Another crash involved a 2-year old riding in a CR. After dropping off two older siblings at school, the car was involved in a head-on collision. The siblings’ unsecured boosters flew around the passenger compartment and struck the toddler, breaking his nose. This injury caused scar tissue to build up to the extent that, over a year later, he still struggles to breath and will require surgery.

A newspaper report in the Milwaukee Journal Sentinel focused heavily on the fact that, in both cases, none of the adults involved had thought about the hazard that a loose booster seat could create. While most, if not all, manufacturers include warnings in the booster owner’s manual to remove or secure an unused booster, it is clear that these warnings are often overlooked. The victims and their families suggested that clear warning labels on the booster seat itself would have been helpful, and improved labeling on boosters could prevent future tragedies. Another suggestion was a national media campaign to warn the public in general.

The victims of these crashes and their families expressed views that are not unlike those CPSTs hear often from others in the population. In hindsight, they conceded that it is common sense that a large, loose item like the booster seat can cause damage in a crash.
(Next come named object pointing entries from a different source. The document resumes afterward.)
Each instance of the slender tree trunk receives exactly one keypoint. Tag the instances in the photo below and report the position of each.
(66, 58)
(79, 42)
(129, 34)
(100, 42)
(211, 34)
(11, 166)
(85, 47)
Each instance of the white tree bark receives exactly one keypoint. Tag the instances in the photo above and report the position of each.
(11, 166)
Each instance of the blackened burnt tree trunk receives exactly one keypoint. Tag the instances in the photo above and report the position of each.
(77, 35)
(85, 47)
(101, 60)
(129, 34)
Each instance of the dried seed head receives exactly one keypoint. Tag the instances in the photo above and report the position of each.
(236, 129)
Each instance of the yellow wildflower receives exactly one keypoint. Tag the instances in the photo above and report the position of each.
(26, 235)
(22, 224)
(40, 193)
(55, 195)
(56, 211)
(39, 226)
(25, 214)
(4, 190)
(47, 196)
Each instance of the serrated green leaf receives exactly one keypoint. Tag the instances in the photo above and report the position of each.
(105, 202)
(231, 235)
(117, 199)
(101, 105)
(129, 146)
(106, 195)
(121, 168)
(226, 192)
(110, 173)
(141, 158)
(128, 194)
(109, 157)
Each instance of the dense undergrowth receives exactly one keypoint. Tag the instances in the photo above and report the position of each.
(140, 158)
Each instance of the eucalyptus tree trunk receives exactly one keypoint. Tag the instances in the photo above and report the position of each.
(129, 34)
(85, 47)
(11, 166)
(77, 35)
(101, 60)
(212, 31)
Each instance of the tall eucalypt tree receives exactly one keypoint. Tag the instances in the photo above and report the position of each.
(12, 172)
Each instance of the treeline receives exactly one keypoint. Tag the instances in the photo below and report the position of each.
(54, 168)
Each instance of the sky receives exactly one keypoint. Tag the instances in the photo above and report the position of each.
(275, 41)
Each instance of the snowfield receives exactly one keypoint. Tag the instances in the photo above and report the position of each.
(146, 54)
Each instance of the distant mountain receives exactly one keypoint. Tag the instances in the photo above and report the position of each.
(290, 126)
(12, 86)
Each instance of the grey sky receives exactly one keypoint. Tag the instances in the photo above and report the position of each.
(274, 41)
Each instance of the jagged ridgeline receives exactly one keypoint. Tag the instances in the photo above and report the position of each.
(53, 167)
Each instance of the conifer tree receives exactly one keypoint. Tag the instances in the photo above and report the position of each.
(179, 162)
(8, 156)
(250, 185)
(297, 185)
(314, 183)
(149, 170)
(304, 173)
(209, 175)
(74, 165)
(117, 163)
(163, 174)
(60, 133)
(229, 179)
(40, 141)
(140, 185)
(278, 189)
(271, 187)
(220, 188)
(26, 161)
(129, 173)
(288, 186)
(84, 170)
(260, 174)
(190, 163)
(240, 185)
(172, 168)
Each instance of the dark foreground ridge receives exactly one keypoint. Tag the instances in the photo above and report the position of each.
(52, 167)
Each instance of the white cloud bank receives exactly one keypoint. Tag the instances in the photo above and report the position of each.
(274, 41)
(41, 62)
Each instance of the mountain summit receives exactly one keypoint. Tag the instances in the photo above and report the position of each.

Yet somehow the potential danger of a booster seat is easily overlooked, even more so than other loose cargo items. One victim implied that because a booster seat resembles a harness CR, something that we are accustomed to seeing in the vehicle and that is usually secured, it is not something that we consciously think about.  Whatever the reason, as more states adopt laws requiring the use of boosters for longer periods of time, there will likely be more of these types of injuries.


“Caution: A Booster Seat Can Injure You”, Raquel Rutledge, Milwaukee Journal Sentinel 10/28/07, (Note: This report is no longer available on the Milwaukee Journal Sentinel website.)